Из этого следует, что для того, чтобы заставить западного человека видеть чудеса, надо научить его "сдерживать" свои склонности к объяснению, научить как можно дольше не включать свои мощные научно-познавательные аппараты и не искать причины для увиденного удивительного события. Именно об этом пишет Владимир Вейдле, комментируя письма Китса: "В письме Китса братьям от 22 декабря 1817 года есть замечательные, много раз пояснявшиеся и все же еще недостаточно оцененные слова о том, что так торжественно, с больших букв он назвал Отрицательной Способностью. Ею, говорит он, в высочайшей степени обладал Шекспир, но известная мера ее необходима всякому поэту.
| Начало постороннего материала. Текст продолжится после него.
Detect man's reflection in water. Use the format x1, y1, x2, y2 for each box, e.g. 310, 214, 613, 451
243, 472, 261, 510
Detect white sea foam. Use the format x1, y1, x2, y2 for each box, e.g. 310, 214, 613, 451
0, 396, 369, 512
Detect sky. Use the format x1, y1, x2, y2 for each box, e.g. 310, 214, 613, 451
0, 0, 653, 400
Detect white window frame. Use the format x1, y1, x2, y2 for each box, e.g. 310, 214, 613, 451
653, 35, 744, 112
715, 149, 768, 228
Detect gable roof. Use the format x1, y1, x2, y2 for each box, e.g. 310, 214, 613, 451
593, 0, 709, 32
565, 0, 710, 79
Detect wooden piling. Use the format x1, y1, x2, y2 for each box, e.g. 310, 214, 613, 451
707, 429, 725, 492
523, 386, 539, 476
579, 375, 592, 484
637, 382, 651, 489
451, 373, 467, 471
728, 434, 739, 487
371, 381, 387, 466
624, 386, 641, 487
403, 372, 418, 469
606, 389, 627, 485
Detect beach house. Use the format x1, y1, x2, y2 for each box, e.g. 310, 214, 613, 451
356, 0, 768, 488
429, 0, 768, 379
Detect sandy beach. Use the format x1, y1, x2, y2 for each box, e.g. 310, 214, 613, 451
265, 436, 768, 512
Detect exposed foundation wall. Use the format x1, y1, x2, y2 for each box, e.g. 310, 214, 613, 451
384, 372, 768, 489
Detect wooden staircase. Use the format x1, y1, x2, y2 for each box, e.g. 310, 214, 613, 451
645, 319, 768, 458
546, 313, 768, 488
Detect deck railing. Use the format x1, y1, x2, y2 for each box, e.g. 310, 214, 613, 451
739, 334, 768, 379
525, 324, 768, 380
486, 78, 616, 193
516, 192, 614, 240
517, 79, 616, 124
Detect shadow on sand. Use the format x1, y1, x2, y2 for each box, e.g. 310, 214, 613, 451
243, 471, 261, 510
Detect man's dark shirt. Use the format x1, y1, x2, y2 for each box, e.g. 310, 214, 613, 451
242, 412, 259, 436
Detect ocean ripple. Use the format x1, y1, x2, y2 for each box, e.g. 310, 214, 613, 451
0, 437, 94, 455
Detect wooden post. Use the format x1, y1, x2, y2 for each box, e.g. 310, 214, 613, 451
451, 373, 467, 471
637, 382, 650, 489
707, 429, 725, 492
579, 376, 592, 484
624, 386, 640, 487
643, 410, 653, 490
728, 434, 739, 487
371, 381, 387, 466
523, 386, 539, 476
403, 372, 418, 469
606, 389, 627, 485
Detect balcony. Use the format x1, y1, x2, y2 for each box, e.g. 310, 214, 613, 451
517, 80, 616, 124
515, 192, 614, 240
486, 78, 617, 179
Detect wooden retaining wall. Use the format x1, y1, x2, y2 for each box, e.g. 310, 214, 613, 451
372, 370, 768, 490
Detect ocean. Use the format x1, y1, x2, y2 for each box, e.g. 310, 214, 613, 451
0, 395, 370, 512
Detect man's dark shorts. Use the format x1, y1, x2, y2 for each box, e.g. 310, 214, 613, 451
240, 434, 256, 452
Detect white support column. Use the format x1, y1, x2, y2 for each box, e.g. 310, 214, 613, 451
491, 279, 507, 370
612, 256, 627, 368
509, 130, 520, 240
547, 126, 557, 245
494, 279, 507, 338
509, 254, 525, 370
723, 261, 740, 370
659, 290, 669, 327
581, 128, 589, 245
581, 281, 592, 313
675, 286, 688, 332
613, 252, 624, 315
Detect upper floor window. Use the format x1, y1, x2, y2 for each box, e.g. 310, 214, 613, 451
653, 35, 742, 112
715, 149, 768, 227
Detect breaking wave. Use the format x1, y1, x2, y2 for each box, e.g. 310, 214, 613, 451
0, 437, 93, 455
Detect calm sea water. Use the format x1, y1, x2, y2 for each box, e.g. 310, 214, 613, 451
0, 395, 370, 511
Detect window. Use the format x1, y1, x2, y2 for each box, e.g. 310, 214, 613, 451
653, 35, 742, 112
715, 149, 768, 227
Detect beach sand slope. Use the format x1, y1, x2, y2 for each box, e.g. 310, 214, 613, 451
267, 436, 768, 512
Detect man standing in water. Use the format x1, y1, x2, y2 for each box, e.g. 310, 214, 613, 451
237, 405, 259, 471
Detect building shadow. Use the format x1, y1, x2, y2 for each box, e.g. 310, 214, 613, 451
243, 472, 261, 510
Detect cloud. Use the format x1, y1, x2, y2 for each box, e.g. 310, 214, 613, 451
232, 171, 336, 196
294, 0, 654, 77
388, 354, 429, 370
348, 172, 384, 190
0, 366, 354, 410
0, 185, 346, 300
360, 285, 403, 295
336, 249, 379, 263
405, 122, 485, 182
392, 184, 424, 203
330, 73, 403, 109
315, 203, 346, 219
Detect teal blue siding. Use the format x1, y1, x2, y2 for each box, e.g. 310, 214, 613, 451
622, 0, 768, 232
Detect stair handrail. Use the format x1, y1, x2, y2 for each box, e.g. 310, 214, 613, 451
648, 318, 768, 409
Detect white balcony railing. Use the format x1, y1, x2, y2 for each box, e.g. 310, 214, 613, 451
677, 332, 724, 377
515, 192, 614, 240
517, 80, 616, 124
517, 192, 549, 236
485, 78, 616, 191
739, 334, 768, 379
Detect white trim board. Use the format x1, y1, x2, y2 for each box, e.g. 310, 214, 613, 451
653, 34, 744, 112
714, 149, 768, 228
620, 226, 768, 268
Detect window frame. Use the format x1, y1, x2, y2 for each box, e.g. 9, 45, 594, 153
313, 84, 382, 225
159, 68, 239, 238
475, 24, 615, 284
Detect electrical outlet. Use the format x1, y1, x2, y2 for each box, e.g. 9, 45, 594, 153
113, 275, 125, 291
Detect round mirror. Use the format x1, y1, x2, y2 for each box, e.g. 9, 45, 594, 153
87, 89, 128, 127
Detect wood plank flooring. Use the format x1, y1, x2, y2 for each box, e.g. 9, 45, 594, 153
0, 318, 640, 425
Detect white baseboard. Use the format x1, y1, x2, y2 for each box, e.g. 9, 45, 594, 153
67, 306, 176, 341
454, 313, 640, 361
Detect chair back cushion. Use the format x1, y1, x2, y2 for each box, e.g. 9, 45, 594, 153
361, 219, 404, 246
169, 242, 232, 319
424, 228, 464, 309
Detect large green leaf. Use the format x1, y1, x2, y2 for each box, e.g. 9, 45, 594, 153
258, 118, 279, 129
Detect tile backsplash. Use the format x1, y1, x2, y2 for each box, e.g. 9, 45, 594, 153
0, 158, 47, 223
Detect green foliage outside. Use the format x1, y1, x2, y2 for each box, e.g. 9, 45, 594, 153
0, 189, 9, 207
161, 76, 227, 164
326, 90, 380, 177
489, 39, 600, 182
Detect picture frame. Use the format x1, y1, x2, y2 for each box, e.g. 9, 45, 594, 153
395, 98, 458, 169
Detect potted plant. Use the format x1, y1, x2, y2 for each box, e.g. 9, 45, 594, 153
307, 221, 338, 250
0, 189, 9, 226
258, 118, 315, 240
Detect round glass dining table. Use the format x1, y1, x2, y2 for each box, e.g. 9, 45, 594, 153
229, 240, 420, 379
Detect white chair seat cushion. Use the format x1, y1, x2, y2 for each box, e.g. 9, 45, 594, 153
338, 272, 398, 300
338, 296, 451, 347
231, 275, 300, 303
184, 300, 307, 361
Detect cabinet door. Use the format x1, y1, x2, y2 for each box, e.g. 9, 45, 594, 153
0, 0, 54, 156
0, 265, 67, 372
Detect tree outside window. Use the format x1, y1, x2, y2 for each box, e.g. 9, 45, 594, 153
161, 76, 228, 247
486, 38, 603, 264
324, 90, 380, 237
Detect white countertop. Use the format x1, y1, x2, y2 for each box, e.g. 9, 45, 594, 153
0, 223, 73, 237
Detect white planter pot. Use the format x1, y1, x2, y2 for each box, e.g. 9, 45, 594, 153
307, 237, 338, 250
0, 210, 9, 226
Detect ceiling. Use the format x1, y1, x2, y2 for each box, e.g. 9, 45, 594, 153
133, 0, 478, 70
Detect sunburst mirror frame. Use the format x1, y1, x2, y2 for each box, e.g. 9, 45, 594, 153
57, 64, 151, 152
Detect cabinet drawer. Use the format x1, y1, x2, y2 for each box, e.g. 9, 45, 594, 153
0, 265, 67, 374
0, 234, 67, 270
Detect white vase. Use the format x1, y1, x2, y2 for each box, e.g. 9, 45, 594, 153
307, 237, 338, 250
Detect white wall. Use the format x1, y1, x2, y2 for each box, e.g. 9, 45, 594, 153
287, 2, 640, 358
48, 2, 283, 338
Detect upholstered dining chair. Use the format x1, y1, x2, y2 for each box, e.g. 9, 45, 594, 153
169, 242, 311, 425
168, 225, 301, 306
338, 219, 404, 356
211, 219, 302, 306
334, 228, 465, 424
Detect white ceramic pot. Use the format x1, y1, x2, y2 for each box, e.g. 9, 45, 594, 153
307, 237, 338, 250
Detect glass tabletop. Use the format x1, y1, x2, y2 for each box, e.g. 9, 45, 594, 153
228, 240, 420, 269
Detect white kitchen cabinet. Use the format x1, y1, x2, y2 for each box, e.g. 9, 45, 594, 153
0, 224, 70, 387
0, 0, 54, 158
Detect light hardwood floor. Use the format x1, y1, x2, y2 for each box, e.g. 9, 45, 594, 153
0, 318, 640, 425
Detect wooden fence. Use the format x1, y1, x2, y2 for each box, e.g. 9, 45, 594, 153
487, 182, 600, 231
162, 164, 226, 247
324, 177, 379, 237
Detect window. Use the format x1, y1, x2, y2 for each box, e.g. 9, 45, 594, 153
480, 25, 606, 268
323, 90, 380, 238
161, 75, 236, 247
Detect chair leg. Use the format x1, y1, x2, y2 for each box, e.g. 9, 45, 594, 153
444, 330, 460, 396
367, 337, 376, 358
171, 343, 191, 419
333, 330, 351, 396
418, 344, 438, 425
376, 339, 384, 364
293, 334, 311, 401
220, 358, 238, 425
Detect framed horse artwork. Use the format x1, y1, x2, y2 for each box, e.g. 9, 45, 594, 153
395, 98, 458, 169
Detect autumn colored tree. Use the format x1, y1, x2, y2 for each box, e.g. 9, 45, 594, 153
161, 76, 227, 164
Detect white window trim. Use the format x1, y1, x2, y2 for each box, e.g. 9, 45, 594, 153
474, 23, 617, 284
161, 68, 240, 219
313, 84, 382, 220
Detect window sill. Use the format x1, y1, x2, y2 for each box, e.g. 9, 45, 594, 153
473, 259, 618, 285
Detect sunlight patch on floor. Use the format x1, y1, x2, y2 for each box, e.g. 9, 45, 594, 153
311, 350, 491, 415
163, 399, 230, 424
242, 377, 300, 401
Тот, кто ею наделен, "способен пребывать в неопределенности, тайне, сомнении без того, чтобы нетерпеливо искать фактов всяких оснований"" 246). Далее Вейдле прямо говорит: "Положительно определить установленную Китсом Способность можно, сказав, что она состоит в умении видеть мир чудесным, в умении различать чудесное" 247). Разумеется, развитие западного общества связано с убыванием чудесного, поскольку одной из самых характерных особенностей западной цивилизации является именно "нетерпеливый поиск фактов". Вполне осознавая данный факт, Вейдле пишет: "Чудесное это нельзя сказать, чтобы непосредственно противополагалось тому, что зовется "законами природы", но оно не могло не идти в разрез с тем научно-техническим познанием, с тем рассудком и прогрессом, которые были направлены к уловлению этих законом и практическому их использованию. Чудесное просвечивало сквозь покров научного, физико-математического мира, подобно тому, как еще и сейчас солнце восходит и заходит над неподвижной землей вопреки открытию Коперника" 248).
Как это ни странно, но ту же самую мыль о необходимости отказа от доискивания фактов ради поддержания чувства чудесного мы находим в источнике, крайне далеком по духу от Вейдле и Китса, - а именно в футурологическом трактате Станислава Лема "Сумма технологии". Лем не дает прямо определения чуда, но он лишь размышляет над вопросом, может ли существовать мир, достоверно знающий о существовании "иного", трансцендентного мира, и могут ли чудеса служить надежными доказательствами реальности трансценденции. На все эти вопросы Лем отвечает отрицательно, поскольку трансцендентное, по его мнению, может быть исключительно предметом веры либо смутных догадок. Между тем, по мнению Лема, "чудеса не служат подтверждением веры. Они преобразуют ее в знание, ибо знание основывается на доступных наблюдению фактах, и такими фактами стали бы тогда чудеса. Ученые превратили бы изучение этих чудес в раздел физики, химии или космогонии, и ничего не изменилось бы, даже если бы ввели туда пророков, движущих горы. Одно дело - узнавать о подобных делах и свершениях из Священного писания, в ореоле легенды, а совсем другое - наблюдать их воочию" 249). Стоит заметить, что в случае, когда чудеса стали бы исследовать в физике и космогонии, они, в соответствии с раскрытым Витгенштейном механизмом, быстро перестали бы быть чудесами, поскольку для них быстро подыскали бы какие-либо научные объяснения.